There has been a lot of doom and gloom about the risks of an inverted yield curve lately. An inverted curve is often seen as the best and most reliable indicator of recession, as it has accurately preceded the last several US recessions. Some are saying this time may be different as market conditions and central bank created stimulus have warped markets. Well, despite the fact that many hate the “this time will be different” mantra, it may actually be true in this case. In particular, the inverted yield curve has only been reliable in the US, whereas in Japan and the UK it is not a good indicator. This means the indicator is by no means universal, and gives weight to the idea that an inversion does not necessarily mean a recession is coming.
FINSUM: The Japanese example is particularly interesting to us as the BOJ has long had extraordinarily accommodative monetary policy. In that sense it may be the best case study for how an inversion could play out this time.

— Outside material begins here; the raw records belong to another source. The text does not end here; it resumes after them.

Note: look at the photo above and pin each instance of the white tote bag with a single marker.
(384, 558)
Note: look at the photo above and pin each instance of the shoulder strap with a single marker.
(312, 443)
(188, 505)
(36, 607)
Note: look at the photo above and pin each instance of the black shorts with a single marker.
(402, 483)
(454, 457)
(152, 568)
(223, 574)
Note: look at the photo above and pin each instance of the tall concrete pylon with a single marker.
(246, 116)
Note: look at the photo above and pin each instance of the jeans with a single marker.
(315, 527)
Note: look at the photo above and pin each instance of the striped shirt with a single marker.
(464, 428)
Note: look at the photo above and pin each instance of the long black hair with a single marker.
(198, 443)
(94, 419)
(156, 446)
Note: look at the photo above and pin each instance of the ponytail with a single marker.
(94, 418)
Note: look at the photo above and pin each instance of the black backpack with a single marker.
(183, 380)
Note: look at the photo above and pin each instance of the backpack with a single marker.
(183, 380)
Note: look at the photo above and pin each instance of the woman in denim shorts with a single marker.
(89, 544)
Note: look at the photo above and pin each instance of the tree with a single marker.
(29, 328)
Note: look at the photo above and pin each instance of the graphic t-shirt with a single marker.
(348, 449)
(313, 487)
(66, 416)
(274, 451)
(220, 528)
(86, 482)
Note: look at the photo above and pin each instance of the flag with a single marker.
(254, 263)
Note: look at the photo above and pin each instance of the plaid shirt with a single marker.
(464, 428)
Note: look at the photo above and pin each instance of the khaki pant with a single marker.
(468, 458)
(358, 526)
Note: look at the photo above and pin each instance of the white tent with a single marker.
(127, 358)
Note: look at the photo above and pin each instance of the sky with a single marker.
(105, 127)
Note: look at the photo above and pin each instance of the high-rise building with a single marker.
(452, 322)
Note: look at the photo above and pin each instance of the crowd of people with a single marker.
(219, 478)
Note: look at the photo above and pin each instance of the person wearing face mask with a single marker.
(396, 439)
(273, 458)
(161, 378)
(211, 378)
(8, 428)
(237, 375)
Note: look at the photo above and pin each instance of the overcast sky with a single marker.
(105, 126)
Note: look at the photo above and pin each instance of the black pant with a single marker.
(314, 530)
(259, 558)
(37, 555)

Rates look to be rising quickly. The economy is red hot and the Fed is hawkish, meaning two more rate hikes this year look very likely. With that in mind, investors need to protect themselves from rate risk. That means a lot of sources of income, like dividends stocks and bonds, could become sources of losses. However, fortunately there are numerous ETFs that can help investors earn income while protecting against losses. One such is Pimco’s 0-5 Year High Yield Corporate Bond (HYS). The ETF has a yield approaching 5% and has a duration of just over 2 years, putting it in the low duration category (meaning it has low rate risk).
FINSUM: This seems like a good option if you want to earn high rate-protected income. Given the current rate environment, funds like these should probably be a fixture of most portfolios.